The district plans to remove the school's principal, assistant principal and all of its teachers. Tammy Rabon, Supervisor in the Office of Teaching and Learning, offered several reasons why the school is underperforming.
"We know that the characteristics of the school, the high poverty and its location have made it hard for us to maintain staff there," Rabon said during a news conference. She added many of the current teachers have done a good job, but are relatively inexperienced because of the high teacher turnover rate.
"That's not to suggest that new teachers aren't great teachers, they just don't have that proven record of success that the state of Florida is looking for," she said.
The Florida Department of Education requires such drastic changes as this after a school receives three consecutive "D" ratings. The DOE gave the district four options from which to choose: convert Lacoochee to a charter school; contract an outside managing company to run the school; close the building entirely; or come up with a district-run turn-around plan. District administrators chose the latter.
Rabon said the county will try to draw the best and most-experienced educators to Lacoochee by offering them bonuses: $2,500 in each of the first two years and $10,000 in year three.

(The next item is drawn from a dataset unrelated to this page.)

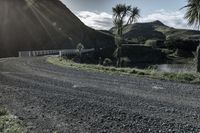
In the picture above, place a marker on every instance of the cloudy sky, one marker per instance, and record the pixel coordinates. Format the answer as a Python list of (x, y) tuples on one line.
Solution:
[(98, 13)]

Officials said no one will be out of work; every employee affected by the overhaul will be allowed to reapply for their jobs and those who aren't re-hired will be reassigned to another school.
"We're hoping this large incentive plan will keep more staff there, get them to make a commitment," Rabon said. "We are confident that we have already in place some effective measures to help the students in this school, to help the staff and to help the community achieve great levels of success. We just need a little more time than the turnaround plan provides us."
Lynne Webb, President of the United School Employees of Pasco, worries the changes are too drastic.
"I don't think it's fair. I don't think the DOE stepping at this point was fair," she said. "I think it was premature. They should have given them another year to work on the progress that they were already making."
Webb said the school was making progress and fears this will initially set Lacoochee students back further.
"That is certainly a concern that the school might go backwards before it goes forward," Webb said. "You have to rebuild a whole culture. To rebuild a whole culture within one year is not going to be an easy task and that school had one of the best cultures in our district."
Parents learned about the plan Tuesday when they received a letter from Superintendent Kurt Browning. One mother picking up her child at the school a day later was highly critical.
"I think they should give more time because they have showed their progress in the last two years. Why break them down now? They're doing good work in our community," said Camellia Haley, whose 5-year-old son is a student at Lacoochee. "It's devastating. My son knows this school. I have a rapport with the school. I can come up here and I feel comfortable."